Thursday 15th December 2011
Synbiosis is pleased to announce its innovative ProtoCOL automated zone sizing and colony counting system is being used at Saudi Arabia’s leading pharmaceutical company, Jamjoom Pharma, to rapidly and accurately assess the quality of its antibiotic, pharmaceutical and nutraceutical products.
Microbiologists in the Quality Control Department at Jamjoom are using ProtoCOL to look for, and count colonies of potential contaminants including, E.coli, Salmonella, Staphylococcus, Pseudomonas and air borne fungi in their pharmaceutical and nutraceutical products. This is allowing them to continuously monitor that their aseptic manufacturing facility is operating safely under sterile conditions.
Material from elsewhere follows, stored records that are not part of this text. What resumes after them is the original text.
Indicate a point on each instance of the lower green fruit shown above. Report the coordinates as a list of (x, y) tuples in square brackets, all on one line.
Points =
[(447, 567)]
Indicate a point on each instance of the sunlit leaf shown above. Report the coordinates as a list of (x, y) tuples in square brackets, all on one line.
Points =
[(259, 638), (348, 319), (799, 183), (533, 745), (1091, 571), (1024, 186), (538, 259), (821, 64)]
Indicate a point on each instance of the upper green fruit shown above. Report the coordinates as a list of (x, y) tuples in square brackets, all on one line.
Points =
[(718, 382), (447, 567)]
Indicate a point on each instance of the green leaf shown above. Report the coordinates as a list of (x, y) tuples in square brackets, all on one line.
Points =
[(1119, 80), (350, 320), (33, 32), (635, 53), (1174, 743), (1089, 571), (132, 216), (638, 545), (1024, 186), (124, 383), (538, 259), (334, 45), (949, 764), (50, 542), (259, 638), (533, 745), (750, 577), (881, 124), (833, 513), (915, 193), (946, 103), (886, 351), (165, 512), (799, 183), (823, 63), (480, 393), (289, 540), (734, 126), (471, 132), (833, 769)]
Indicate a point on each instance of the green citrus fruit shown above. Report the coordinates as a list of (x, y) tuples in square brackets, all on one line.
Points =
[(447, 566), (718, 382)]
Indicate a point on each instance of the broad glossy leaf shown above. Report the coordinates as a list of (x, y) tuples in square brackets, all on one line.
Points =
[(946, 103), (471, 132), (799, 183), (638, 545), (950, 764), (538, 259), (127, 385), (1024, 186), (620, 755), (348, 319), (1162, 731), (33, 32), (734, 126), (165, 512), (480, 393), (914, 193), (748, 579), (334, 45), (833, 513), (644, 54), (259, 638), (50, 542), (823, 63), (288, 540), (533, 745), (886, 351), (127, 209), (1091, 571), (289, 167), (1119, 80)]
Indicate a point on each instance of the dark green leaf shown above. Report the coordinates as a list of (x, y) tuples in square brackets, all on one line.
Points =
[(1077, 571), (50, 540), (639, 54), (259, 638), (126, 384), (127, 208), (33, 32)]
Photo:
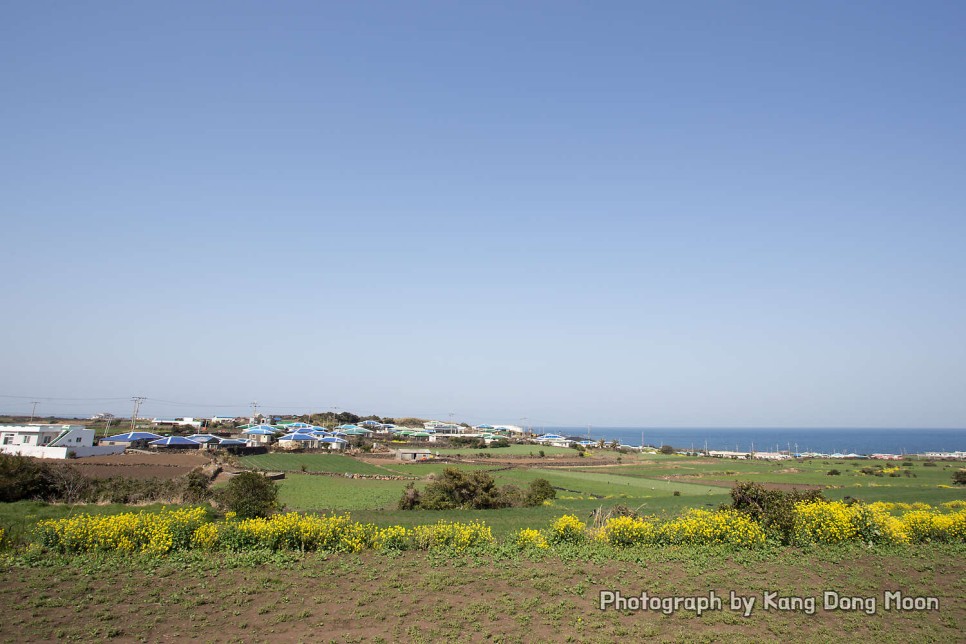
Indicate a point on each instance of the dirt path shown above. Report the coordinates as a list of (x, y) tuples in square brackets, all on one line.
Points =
[(141, 465)]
They are also using the system to automatically measure inhibition zones on antibiotic susceptibility testing plates.
Dr Aamer Khatri, Senior Manager- QC at Jamjoom Pharma commented: “We are manufacturing to GMP standards and have to check between 50 -100 plates per day. This used to involve a lot of tedious plate assessments and manual zone measuring, which was very time consuming. To help speed this process up, we assessed several different automated colony counting systems.”
Dr Aamer Khatri added: “We chose the ProtoCOL because the way in which the software has been written means it is quick and easy to obtain and store an image of each plate and the count or measurement data together. We have to have photographic and numerical evidence to present to the regulatory agencies such as the Saudi Food and Drug Administration (FDA) and other Ministries of Health when they audit our company and the fact the system does this, made the ProtoCOL stand out.”
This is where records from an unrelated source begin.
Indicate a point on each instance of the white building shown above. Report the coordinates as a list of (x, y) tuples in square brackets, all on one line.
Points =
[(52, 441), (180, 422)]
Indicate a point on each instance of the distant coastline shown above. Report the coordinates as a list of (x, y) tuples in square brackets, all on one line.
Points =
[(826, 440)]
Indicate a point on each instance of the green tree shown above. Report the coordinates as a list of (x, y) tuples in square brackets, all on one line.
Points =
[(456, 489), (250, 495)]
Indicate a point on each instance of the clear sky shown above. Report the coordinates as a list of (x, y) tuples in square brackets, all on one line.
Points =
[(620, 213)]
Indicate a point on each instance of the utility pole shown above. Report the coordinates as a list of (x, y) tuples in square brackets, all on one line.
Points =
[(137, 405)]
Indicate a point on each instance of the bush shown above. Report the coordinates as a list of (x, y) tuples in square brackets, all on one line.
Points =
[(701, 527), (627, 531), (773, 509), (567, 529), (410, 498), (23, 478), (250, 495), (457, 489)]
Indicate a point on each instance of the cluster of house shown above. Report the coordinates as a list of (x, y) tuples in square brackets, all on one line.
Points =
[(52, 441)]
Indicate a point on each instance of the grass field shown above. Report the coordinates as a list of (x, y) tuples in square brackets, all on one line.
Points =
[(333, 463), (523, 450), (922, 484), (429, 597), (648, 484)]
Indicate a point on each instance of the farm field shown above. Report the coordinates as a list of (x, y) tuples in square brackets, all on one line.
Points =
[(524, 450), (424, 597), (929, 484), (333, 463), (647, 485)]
Martin Smith of Synbiosis stated: “We are delighted the ProtoCOL is helping microbiologists at Jamjoom Pharma to improve quality testing and speed up the release of their antibiotics. Their work shows scientists in any pharmaceutical production facility looking for automated colony counting and inhibition zone measuring which truly can be easily integrated into a GMP environment, that a ProtoCOL is the best system to trial.”